Homes near newly-built UK football grounds have soared in value over recent years, says new research.

Arsenal’s Emirates Stadium, Manchester City’s Etihad Stadium and Brighton & Hove Albion’s Amex Stadium have each spurred five-fold property rises over the past 20 years, while the value of homes close to Tottenham Hotspur’s new White Hart Lane Stadium has jumped by 650 per cent since 1997.

With hundreds of millions of pounds in infrastructure spending, new transport links, residential housing, restaurants and shops, stadiums commonly prompt widespread regeneration of a district.

In south London, Crystal Palace Football Club plans to build a 34,000-seat stadium costing £100 million by 2021. Chairman Steve Parish said: “This project will not only transform the stadium, which has been our home since 1924, but it will also have a positive impact on the south London community.” House prices close to the current stadium already jumped by 510 per cent between 1997 and 2017, but property experts predict further rises, outperforming the market.

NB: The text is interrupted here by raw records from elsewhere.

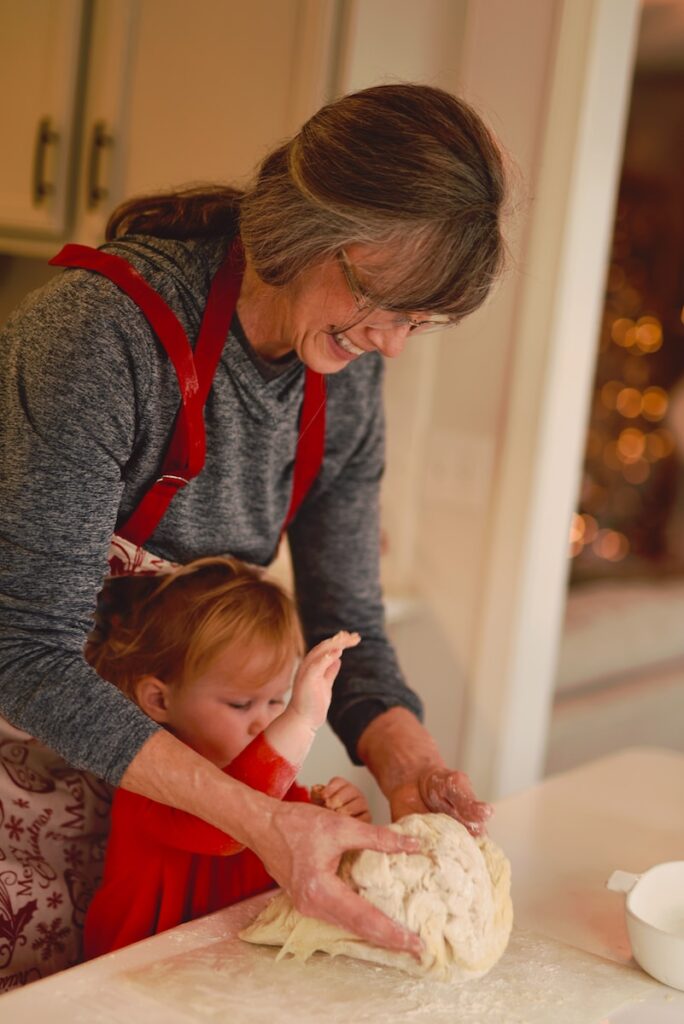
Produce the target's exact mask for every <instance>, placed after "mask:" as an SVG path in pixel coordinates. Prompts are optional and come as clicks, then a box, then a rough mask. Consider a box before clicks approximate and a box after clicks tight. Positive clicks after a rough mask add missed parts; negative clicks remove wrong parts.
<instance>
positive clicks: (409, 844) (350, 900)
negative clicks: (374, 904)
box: [245, 801, 423, 959]
mask: <svg viewBox="0 0 684 1024" xmlns="http://www.w3.org/2000/svg"><path fill="white" fill-rule="evenodd" d="M269 805H270V806H269V808H268V810H269V813H268V814H253V815H251V816H250V818H249V819H248V820H247V819H246V821H245V824H246V826H247V828H248V830H249V831H250V833H252V835H251V837H250V840H249V842H248V845H249V846H250V847H251V848H252V849H253V850H254V851H255V852H256V853H257V854H258V856H259V857H260V858H261V859H262V860H263V862H264V864H265V866H266V870H267V871H268V873H269V874H270V876H271V877H272V878H273V879H274V880H275V881H276V882H277V883H279V885H280V886H282V887H283V888H284V889H286V890H287V891H288V892H289V894H290V896H291V897H292V901H293V903H294V905H295V907H296V908H297V909H298V910H299V911H300V912H301V913H303V914H306V915H307V916H311V918H318V919H320V920H322V921H327V922H330V923H331V924H333V925H338V926H339V927H340V928H343V929H345V930H346V931H348V932H351V933H352V934H354V935H357V936H358V937H359V938H361V939H365V940H366V941H367V942H370V943H372V944H373V945H376V946H384V947H385V948H386V949H394V950H397V951H401V952H409V953H411V955H412V956H415V957H416V958H417V959H420V956H421V952H422V948H423V946H422V942H421V940H420V938H419V937H418V935H416V934H415V933H414V932H411V931H409V930H408V929H405V928H403V927H402V926H401V925H397V924H396V922H394V921H392V920H391V919H390V918H388V916H387V915H386V914H384V913H382V911H381V910H378V909H377V907H375V906H373V904H371V903H369V902H368V900H366V899H364V898H362V897H361V896H358V895H357V894H356V893H354V892H352V891H351V890H350V889H349V887H348V886H346V885H345V884H344V883H343V882H342V880H341V879H340V878H338V876H337V868H338V866H339V863H340V858H341V856H342V854H343V853H344V852H345V851H346V850H361V849H368V850H379V851H381V852H384V853H419V852H420V850H421V846H420V841H419V840H416V839H415V838H414V837H409V836H401V835H399V834H398V833H394V831H391V830H390V829H389V828H382V827H379V826H377V825H371V824H366V823H365V822H362V821H358V820H357V819H355V818H353V817H348V816H347V815H345V814H331V813H330V812H329V811H327V810H325V809H324V808H320V807H314V806H313V805H311V804H296V803H287V802H284V803H279V802H274V801H269ZM253 829H254V831H253Z"/></svg>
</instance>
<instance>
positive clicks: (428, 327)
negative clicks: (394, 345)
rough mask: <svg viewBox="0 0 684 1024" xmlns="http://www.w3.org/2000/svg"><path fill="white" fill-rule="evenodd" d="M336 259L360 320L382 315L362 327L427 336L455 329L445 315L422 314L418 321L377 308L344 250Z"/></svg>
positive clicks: (451, 320) (401, 315) (410, 317)
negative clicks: (382, 315) (380, 316)
mask: <svg viewBox="0 0 684 1024" xmlns="http://www.w3.org/2000/svg"><path fill="white" fill-rule="evenodd" d="M337 259H338V262H339V264H340V266H341V267H342V272H343V274H344V279H345V281H346V283H347V287H348V289H349V291H350V292H351V296H352V298H353V300H354V302H355V303H356V308H357V310H358V312H359V313H360V314H361V315H360V319H365V318H366V317H367V316H371V315H372V314H373V313H381V314H382V315H383V319H377V321H374V319H370V321H369V322H368V323H366V324H365V325H364V327H370V328H373V330H375V331H395V330H396V329H397V328H405V327H408V328H409V330H410V332H411V333H412V334H413V333H414V332H417V331H420V333H421V334H428V333H429V332H430V331H445V330H446V329H447V328H450V327H456V324H457V322H456V321H455V319H453V318H452V317H451V316H448V315H447V314H446V313H424V314H423V315H422V316H421V317H420V319H419V318H418V317H416V316H410V315H408V314H407V313H392V312H390V311H389V310H384V309H381V308H379V307H378V306H377V305H375V304H374V303H373V301H372V300H371V299H370V298H369V297H368V295H366V293H365V292H364V289H362V288H361V286H360V283H359V281H358V279H357V276H356V274H355V273H354V269H353V267H352V265H351V263H350V262H349V260H348V258H347V254H346V253H345V251H344V249H340V250H339V252H338V254H337ZM360 319H359V321H355V324H358V323H360ZM352 326H354V325H352V324H349V325H348V327H352Z"/></svg>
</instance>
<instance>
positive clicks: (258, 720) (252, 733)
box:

“The statistics are compelling.” Said Ben Lloyd, managing director of Pure Commercial Finance, which carried out the research. “It’s great to see that as a result of the development of new football grounds it’s proven to not only stimulate local infrastructure investment, regenerate tired or unused areas of the cities but to create an unprecedented rise in house prices in the immediate area of redevelopment.”

These rises counteract a historic trend for homes near football grounds to suffer negative valuations, due to their association with noise, litter and potentially violent behaviour. The transformation of football into a family-friendly, higher-quality entertainment has reversed this impression and boosted property values.